At the primary analysis, the median metastasis-free survival (MFS) was 40.4 months with darolutamide versus 18.4 months with placebo, leading to a 59% reduction in the risk of metastasis or death (HR, 0.41; 95% CI, 0.34-0.50; P <.0001).2,3 Darolutamide had also demonstrated a favorable safety profile, with no increased incidence of most adverse events (AEs) that are associated with the agent, at this time point.
In the double-blind, placebo-controlled, multicenter, phase 3 ARAMIS study, investigators evaluated the efficacy and safety of darolutamide in combination with ADT in 1509 patients with nonmetastatic CRPC who were receiving a concomitant gonadotropin-releasing hormone analog or had a bilateral orchiectomy. Patients were randomized 2:1 to receive 600 mg of oral darolutamide twice daily plus ADT (n = 955) or placebo plus ADT (n = 554).
All patients had an ECOG performance status of 0 to 1, along with a prostate-specific antigen (PSA) doubling time (PSADT) of 10 months or less. Patients were stratified by PSADT (6 months or less or greater than 6 months) and osteoclast-targeted therapy (yes or no).
The primary end point of the trial was MFS, and key secondary end points included OS, time to pain progression, time to initiation of first cytotoxic chemotherapy, time to first symptomatic skeletal event, and characterization of the safety and tolerability of the AR inhibitor.
The study was unblinded prior to the final analysis, which assessed OS, time to pain progression, time to first cytotoxic chemotherapy, and time to first SSE. Following the unblinding, 170 patients who were randomized to receive placebo crossed over to the darolutamide arm.
Additional findings showed that the OS benefit was observed despite 56% of patients on placebo receiving subsequent darolutamide or another subsequent life-prolonging therapy; 15% of patients on the darolutamide arm received subsequent life-prolonging therapy.
Results also showed that darolutamide significantly delayed time to pain progression, with a median 40.3 months versus 25.4 months with placebo (HR, 0.65; 95% CI, 0.53-0.79; P <.001).
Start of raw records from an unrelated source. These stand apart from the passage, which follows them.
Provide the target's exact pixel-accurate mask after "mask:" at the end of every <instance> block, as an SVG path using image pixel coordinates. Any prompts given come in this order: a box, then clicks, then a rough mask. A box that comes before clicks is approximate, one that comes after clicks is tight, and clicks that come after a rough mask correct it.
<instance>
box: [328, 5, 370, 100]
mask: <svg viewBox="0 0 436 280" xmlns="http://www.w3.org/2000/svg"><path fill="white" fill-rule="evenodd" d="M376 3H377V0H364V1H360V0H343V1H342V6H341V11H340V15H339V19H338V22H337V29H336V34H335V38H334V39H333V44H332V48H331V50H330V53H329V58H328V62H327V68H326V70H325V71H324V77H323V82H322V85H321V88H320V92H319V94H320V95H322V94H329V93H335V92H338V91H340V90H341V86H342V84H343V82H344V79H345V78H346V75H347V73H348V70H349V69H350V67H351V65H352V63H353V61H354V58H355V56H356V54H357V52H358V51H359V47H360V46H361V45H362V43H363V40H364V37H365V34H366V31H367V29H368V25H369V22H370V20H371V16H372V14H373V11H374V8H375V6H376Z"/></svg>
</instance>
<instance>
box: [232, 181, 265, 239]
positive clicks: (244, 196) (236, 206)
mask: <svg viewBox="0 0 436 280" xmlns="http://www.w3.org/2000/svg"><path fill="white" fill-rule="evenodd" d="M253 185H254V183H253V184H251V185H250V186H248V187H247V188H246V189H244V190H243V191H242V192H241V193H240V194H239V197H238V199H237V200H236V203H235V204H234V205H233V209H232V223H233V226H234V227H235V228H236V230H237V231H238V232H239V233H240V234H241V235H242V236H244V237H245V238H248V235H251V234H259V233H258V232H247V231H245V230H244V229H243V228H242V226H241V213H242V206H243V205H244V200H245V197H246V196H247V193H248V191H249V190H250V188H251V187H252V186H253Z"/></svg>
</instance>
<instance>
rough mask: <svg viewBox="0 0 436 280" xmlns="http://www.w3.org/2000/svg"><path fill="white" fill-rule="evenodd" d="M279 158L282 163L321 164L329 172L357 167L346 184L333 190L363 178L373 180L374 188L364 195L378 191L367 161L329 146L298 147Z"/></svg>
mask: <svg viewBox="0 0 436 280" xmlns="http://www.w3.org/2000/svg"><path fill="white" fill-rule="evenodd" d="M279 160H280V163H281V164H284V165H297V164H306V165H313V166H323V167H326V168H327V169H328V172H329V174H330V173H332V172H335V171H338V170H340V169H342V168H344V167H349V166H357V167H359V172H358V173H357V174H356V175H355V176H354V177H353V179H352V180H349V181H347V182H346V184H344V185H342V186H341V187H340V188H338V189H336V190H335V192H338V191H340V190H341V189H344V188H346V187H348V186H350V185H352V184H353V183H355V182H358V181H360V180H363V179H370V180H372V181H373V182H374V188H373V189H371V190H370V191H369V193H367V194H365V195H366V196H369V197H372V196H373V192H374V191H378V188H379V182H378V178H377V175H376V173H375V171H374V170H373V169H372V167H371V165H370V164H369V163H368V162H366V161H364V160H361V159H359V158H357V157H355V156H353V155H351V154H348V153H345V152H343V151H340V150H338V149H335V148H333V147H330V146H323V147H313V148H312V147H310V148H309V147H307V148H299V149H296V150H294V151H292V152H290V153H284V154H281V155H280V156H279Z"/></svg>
The AR inhibitor also delayed the time to first cytotoxic chemotherapy (HR, 0.58; 95% CI, 0.44-0.76; P <.001) and time to first SSE (HR, 0.48; 95% CI, 0.29-0.82; P = .005).
The safety profile of darolutamide was found to be consistent with prior analyses of the AR inhibitor. Moreover, the incidence of treatment—associated AEs, including fatigue, bone fracture, decreased weight, rash, hypertension, and hot flush, were not found to be statistically different between the arms, Fizazi said.
However, he did note that cardiac arrhythmias, including those of grade 3/4 in severity, were higher with darolutamide (7.3% and 1.8%, respectively) than with placebo (4.3% and 0.7%).
Fizazi added that although patients with active or a history of epilepsy were permitted to enter the trial, the rate of seizures were similar in both arms at 0.2%.
Interim findings of the ARAMIS trial also previously showed intriguing quality-of-life (QOL) data with darolutamide in this patient population. Additional ARAMIS findings showed that darolutamide also maintained QOL and led to a 35% reduction in the risk of pain progression versus placebo in this patient population (HR, 0.65; 95% CI, 0.53-0.79; P <.001).4 The AR inhibitor also led to a 57% reduction in the risk of SSE development compared with placebo (HR, 0.43; 95% CI, 0.22-0.84; P = .01).
Moreover, data presented at the 2019 ESMO Asia Congress from the ARAMIS trial also showed that darolutamide delays disease progression and subsequent treatment for patients with nonmetastatic CRPC compared with placebo, while maintaining quality of life.5
Darolutamide continues to be evaluated in the international, double-blind, placebo-controlled, phase III ARASENS study, which is exploring darolutamide plus ADT in combination with docetaxel in approximately 1300 patients with newly diagnosed, metastatic hormone-sensitive prostate cancer (NCT02799602).